Kerrick terminó su instrucción sobre el hesotsan mucho antes de que regresara el cazador, sabiendo que Ortnar reaccionaría enérgicamente si veía a los yilanè sujetando armas. Las escondieron en el refugio recién terminado antes de que Kerrick les comunicara sus últimas instrucciones.

—Usad sólo la carne conservada cuando no dispongáis de carne fresca o pescado, puesto que no hay reservas suficientes para mucho tiempo.

—Dolor en las manos, fatiga en el cuerpo —suspiró Nadaske. Imehei llameó colores de asentimiento en sus palmas. Kerrick controló su temperamento.

—Exijo toda vuestra atención. Debéis hacer lo que os he dicho…, o moriréis de hambre. Es una muerte lenta a medida que la carne se consume, y la piel cuelga en blandos pliegues, y los dientes se pudren y caen…

El gemido de agonía de Nadaske y sus movimientos de sometimiento indicaron que tenía toda su atención.

—Eso no ocurrirá si sois listos, porque hay mucha caza por los alrededores. Vuestro mayor peligro pueden ser las hembras yilanè, que os encontrarán a menos que toméis precauciones. —Entonces consiguió su silenciosa atención, con los ojos muy abiertos—. Ya conocéis los pájaros que vuelan y regresan con imágenes. Así que manteneos bajo cubierto tanto como podáis…, y vigilad los pájaros grandes. Cuando las ramas del refugio se sequen reemplazadlas por otras frescas. Haced esas cosas y no seréis hallados y devueltos al hanale… y a las playas.

Kerrick y Ortnar partieron al amanecer y los dos yilanè se quedaron contemplando su partida con los ojos muy abiertos y llenos de miedo. Sin embargo, estaban allí por elección propia. Kerrick había hecho todo lo que podía por ellos, les había proporcionado comida y armas.

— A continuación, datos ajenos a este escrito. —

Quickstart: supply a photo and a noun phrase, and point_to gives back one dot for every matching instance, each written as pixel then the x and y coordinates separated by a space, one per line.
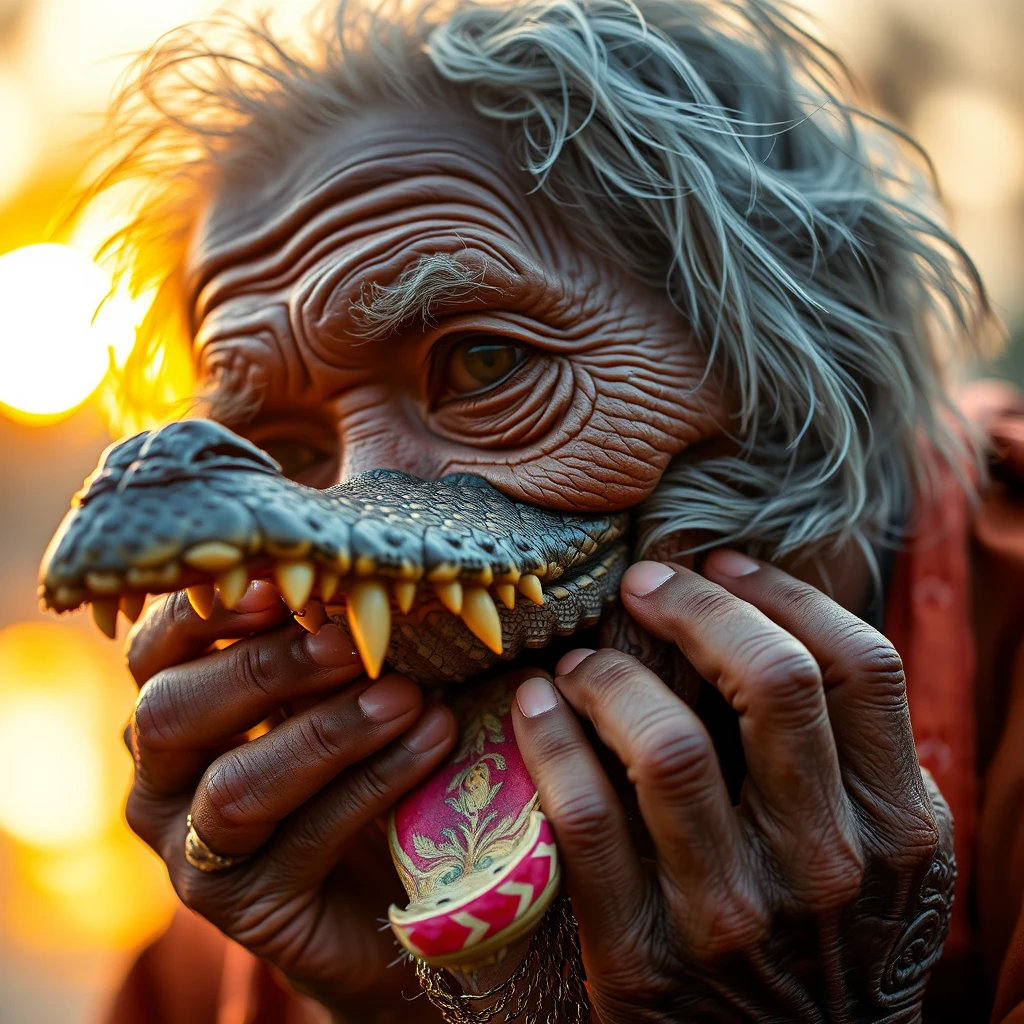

Esperaba que aprendieran cómo cazar antes de que la carne conservada se agotara. Si no era así, al menos tenían una oportunidad que los tanu no tenían. Podrían regresar con los suyos. Pero ya bastaba. Había hecho todo lo que podía por ellos. Ahora debía pensar en sí mismo y en el largo camino que se abría ante él. Pensar en Armun en alguna parte en el norte, en alguna parte allá delante. Viva.

El lago y el refugio desaparecieron tras él, ocultos por una curva del sendero.

efenabbu kakhalabbu hanefensat sathanapte.

Esto dijo Ugunenapsa

La vida es el equilibrio de la muerte, del mismo modo que el mar es el equilibrio del cielo. Si uno mata la vida…, entonces uno se mata a sí mismo.